Levantou. Pegou o plástico com os explosivos. Prendeu-o ao peito, à cintura com fita adesiva. Cinco quilos de peróxido de acetona. Estava em jejum. A boca seca.
Abriu a porta. Saiu. Estacionada em frente, a Mitsubishi Pajero branca esperava. Hussein estava ao volante. No banco de trás, Mohammed. Cada um com seu colete de explosivos sob a jaqueta. Abu se sentou ao lado de Hussein. Aos pés de Mohammed, quilos de explosivos. Depois do bom dia, os três permaneceram em silêncio, calados, perdidos em si mesmos.

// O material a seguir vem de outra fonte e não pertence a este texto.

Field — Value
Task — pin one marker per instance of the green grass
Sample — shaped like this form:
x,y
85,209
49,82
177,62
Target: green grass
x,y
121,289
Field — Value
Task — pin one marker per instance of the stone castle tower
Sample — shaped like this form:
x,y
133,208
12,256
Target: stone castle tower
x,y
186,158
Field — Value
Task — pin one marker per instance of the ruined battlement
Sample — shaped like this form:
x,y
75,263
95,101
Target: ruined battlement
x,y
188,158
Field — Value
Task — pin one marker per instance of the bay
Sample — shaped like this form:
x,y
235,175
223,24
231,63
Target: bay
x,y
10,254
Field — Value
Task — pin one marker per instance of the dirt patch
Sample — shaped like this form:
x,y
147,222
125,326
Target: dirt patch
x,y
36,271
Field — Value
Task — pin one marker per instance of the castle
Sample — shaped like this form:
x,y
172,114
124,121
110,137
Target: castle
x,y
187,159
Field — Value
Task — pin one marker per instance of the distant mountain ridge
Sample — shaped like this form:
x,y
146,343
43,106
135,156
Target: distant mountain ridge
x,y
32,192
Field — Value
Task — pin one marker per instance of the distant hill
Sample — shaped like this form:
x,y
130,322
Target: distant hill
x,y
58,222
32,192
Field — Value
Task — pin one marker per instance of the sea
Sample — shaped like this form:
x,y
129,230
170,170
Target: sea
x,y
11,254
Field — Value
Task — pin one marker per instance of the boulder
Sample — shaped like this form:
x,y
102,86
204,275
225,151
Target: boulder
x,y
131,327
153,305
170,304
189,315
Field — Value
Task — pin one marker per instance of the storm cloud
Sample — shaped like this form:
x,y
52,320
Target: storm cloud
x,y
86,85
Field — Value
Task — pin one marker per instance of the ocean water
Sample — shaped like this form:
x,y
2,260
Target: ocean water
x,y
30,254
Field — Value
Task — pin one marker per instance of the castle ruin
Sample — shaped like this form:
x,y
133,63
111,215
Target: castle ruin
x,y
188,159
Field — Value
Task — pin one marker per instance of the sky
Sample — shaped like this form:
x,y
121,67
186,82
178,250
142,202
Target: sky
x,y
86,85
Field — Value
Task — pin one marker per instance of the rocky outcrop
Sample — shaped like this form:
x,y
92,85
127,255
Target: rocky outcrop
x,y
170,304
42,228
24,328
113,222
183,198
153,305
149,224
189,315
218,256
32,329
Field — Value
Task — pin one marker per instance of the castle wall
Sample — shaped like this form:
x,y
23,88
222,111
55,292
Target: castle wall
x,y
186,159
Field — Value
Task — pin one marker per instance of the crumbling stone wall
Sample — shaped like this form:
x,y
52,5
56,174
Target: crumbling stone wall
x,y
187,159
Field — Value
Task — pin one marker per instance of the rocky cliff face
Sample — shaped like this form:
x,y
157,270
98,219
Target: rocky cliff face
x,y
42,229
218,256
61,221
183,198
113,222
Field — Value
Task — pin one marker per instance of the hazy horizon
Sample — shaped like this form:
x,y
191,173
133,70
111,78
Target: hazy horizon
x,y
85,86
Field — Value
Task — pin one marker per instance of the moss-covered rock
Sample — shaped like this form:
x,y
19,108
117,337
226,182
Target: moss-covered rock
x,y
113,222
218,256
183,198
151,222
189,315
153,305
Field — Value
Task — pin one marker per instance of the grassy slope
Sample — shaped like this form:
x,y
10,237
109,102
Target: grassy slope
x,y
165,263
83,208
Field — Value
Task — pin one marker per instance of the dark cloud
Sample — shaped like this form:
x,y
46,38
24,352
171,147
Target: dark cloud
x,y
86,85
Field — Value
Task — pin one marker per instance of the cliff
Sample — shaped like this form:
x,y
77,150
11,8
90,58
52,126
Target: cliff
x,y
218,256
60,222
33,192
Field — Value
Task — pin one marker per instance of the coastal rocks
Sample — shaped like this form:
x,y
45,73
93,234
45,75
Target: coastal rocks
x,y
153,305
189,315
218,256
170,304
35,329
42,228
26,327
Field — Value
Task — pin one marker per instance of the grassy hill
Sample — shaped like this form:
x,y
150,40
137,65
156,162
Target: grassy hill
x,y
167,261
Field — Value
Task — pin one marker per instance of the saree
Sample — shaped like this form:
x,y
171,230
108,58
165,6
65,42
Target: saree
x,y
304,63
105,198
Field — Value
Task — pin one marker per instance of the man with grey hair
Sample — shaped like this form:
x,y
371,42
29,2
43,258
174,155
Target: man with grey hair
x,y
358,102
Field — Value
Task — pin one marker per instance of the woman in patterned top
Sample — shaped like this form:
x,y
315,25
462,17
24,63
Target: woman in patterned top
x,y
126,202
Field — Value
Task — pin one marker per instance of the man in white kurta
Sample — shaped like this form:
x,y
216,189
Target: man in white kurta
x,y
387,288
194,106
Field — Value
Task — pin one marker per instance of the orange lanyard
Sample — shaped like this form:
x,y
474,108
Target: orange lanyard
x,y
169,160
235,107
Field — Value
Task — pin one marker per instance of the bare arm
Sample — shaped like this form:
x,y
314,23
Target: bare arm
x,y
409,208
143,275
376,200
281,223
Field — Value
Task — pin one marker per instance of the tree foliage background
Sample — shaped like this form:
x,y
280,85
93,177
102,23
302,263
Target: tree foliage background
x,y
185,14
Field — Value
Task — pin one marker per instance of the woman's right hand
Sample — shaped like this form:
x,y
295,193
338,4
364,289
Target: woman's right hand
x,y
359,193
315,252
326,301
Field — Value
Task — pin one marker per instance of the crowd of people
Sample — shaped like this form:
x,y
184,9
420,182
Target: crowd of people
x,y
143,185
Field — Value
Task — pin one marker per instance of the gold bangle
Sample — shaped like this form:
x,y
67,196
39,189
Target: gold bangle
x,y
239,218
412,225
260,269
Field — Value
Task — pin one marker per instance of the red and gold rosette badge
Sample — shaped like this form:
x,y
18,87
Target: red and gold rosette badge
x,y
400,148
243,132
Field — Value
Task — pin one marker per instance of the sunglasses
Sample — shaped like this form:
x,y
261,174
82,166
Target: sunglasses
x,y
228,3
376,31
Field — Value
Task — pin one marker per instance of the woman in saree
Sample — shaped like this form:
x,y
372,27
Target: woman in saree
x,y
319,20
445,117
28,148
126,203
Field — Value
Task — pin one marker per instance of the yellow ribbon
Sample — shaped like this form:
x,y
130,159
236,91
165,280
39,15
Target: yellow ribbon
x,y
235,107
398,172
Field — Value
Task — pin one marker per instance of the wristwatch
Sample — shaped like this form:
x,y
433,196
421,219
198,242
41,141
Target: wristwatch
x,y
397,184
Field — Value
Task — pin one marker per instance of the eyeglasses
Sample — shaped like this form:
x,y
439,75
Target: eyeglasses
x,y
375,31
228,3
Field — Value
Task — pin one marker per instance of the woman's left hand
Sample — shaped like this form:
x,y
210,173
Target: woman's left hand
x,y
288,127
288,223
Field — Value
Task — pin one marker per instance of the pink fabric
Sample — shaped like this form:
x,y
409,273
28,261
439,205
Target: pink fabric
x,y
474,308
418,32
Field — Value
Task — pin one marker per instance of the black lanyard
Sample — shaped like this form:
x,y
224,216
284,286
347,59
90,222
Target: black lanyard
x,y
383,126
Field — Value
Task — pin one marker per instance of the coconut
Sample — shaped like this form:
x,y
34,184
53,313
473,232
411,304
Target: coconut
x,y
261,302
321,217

A Pajero seguiu em direção a Kikambala. Quarenta quilômetros ao norte de Mombasa.
Por volta das oito horas chegaram à praia Diani. O movimento em frente ao Hotel Paradise, de um empresário israelense, era grande. Ônibus traziam turistas do aeroporto, a maioria de Israel. Havia também alemães e ingleses.
Muitos atraídos pelo turismo sexual praticado por menores de idade de ambos os sexos. A preço de banana.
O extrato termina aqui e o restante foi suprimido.